Too often we are sentimental about our faith, about what it really means at its deepest level and the implications it should have for our engagement with the world. The problem with being overly sentimental is that it leads to being shallow. For instance, it is often nice and comforting to believe that Jesus Christ, by his dying on the Cross, took away our sins and the sins of the whole world. How wonderful, we think, that God will forgive me for the last time I got angry and said some regrettable things to the person at whom I was angry, or forgive the impure thought I entertained, etc. Yet, in the very next instant we might encounter something on the television news, or in the newspaper, about yet another horrible thing one person did to another, or several people; a murder, a rape, a drug addict punching and robbing an old woman on her way to Church, an off-duty police officer mercilessly beating a woman in a drunken rage, or another act of genocide by a stronger group of people against a weaker group, etc., etc. In other words, the kind of things that happen in the world which caused Malcolm Muggeridge to accurately observe that original sin is the most empirically verifiable fact in the world. After witnessing such depravities, we often give lie to our faith, by condemning, not the merely the actions, which are deserving of condemnation and opposition, but the people who perpetrate them. One significant proof of this, in the U.S. anyway, is that two-thirds of people still support the death penalty. How does it give lie to our profession? It gives lie because a person's dignity as a human being created in the divine image is not forfeited by sin, even heinous sin. For this we should all thank God everyday.

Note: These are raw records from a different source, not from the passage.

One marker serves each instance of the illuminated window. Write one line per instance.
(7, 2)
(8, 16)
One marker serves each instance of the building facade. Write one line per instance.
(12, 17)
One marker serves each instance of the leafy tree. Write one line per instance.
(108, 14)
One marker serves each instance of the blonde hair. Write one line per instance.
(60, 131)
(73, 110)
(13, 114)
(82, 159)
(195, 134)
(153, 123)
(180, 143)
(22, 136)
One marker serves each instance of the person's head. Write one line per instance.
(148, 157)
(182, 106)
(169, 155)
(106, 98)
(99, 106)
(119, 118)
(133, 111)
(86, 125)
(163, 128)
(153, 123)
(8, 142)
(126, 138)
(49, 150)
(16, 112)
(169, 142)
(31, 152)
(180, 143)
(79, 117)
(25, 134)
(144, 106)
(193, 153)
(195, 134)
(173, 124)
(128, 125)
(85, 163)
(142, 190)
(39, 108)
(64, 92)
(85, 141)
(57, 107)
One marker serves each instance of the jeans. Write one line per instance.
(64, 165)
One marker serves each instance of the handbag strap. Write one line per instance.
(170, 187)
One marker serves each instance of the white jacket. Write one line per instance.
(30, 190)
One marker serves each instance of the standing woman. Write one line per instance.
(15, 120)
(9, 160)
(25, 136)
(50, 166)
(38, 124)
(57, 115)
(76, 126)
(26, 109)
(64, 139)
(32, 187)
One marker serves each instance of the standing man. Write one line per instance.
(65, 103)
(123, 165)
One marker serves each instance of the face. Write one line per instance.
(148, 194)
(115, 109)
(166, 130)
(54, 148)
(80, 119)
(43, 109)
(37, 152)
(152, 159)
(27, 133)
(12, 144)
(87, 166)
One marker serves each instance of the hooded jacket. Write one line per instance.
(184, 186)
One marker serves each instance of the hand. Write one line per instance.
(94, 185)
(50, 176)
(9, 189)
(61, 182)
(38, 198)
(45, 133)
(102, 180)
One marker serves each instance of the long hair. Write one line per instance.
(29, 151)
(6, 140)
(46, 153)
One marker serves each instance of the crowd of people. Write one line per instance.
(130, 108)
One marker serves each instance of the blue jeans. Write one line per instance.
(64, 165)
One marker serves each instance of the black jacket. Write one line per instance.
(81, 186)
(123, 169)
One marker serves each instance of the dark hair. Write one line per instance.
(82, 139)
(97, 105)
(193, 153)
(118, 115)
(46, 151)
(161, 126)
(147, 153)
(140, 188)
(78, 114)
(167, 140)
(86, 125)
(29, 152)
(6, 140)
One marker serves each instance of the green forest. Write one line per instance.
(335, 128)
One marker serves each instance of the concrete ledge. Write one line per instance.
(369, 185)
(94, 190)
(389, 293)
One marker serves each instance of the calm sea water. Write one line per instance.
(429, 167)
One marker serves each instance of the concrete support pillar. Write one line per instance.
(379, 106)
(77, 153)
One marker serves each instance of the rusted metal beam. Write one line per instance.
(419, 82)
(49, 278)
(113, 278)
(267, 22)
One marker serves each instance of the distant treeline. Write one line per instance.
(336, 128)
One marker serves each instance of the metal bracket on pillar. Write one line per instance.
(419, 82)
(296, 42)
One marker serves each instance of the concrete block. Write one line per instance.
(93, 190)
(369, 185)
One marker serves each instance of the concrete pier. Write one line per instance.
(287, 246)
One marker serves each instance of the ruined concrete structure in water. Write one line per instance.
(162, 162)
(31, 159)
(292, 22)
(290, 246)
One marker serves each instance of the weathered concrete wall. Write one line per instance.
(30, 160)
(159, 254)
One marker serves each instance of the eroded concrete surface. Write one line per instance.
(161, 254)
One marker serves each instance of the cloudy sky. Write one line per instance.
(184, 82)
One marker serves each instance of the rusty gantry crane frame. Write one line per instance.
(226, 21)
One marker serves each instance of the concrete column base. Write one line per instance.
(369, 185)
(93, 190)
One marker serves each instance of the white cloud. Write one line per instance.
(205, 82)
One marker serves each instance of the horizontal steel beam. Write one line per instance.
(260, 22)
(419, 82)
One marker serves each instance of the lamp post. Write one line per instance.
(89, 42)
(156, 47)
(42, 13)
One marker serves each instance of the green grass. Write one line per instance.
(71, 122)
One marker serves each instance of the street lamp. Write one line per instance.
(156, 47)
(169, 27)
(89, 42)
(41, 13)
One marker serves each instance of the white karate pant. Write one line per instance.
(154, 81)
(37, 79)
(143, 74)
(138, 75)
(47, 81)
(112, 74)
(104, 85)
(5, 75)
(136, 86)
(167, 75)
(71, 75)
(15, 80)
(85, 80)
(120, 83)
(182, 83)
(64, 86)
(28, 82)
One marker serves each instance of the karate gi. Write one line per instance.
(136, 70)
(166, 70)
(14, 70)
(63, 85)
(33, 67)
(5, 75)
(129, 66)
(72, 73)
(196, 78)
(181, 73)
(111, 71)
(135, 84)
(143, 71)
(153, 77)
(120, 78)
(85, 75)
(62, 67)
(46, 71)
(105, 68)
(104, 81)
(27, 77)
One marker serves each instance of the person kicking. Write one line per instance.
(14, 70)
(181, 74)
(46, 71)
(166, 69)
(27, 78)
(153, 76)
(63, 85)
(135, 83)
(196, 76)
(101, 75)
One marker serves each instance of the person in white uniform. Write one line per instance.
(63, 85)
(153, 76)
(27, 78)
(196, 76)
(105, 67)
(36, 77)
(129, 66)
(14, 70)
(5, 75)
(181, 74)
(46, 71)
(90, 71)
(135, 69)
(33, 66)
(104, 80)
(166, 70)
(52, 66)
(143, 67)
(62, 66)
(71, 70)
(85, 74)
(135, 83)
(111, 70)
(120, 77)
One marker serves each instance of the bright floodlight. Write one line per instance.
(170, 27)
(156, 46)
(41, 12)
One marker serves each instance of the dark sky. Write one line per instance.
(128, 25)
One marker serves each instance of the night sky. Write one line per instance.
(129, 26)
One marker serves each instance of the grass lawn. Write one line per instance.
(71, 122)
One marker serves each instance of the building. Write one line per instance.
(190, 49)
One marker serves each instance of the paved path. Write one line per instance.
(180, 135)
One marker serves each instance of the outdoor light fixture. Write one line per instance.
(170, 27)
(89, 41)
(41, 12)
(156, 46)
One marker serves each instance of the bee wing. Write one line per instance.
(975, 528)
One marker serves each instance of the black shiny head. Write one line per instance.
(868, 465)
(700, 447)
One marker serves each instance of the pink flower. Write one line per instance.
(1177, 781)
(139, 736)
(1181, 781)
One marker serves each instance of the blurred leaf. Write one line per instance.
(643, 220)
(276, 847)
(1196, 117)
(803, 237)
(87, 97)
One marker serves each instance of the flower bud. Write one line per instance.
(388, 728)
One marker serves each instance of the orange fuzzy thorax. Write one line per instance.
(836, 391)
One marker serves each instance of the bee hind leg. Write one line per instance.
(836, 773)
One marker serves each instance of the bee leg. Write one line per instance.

This week on the Westminster Cathedral blog Monsignor Mark Langham, Administrator of the Cathedral and its resident blogger, wrote a post entitled, Praying the Gill Stations. The Gill Stations were created by a famous artist named Eric Gill. In a shocking 1989 biography, written by Fiona McCarthey, it was learned for the first time that Gill, a much celebrated artistic genius and a devout believer all his life, an adult convert to the Catholic faith from the Church of England, was quite disturbingly depraved. Since the biography’s publication, Msgr. Langham continues, "we have had to come to terms with the fact that our greatest Cathedral artwork is the product of a man who was in many ways detestable. There were many calls for the Stations to be removed." Thankfully, "the redemptive quality of art" prevailed. Msgr. Langham sums the whole episode up beautifully: "As so often in the Church's history, works of great beauty and inspiration have come from those who seem less than worthy of their talents. God uses vessels of clay to perform his great works, and sometimes it is shocking to us how weak those vessels are - yet his grace shines through, and even mediated by sinful hands, allows others to experience his presence."

Given his faith, his depravity, and much of his art, certainly the Westminster Cathedral Stations, it seems that Eric Gill knew he was a man in need of redemption. A story related by Msgr. Langham indicates as much: "As [the Stations] were being installed in the Cathedral, a woman came up to Gill to say that she did not think they were very nice carvings, to which he snapped back that it was not a very nice subject!" Without romanticizing evil, or the deep harm it causes others, such stories help us overcome our tendency to domesticate and sentimentalize the deep love of that IS God, especially this Passion Sunday, during which we see God's love in the sacrificial suffering and emptying out of his Son for our sakes, for the very worst of our sins. May this lead us to a deeper compassion- a deeper suffering with- others, both those whose sufferings are caused and who, in turn, often cause suffering, perpetuating the cycle that brings about the need for a Savior in the first place, as well as for those who cause suffering in the first instance. These are the dysfunctions of Adam's race, explained in a somewhat disconcerting way in the great Easter exultet: "O happy fault, O necessary sin of Adam, which gained for us so great a Redeemer!" Are these sentimental words?- In light of the faults of the world and of each of us, hardly!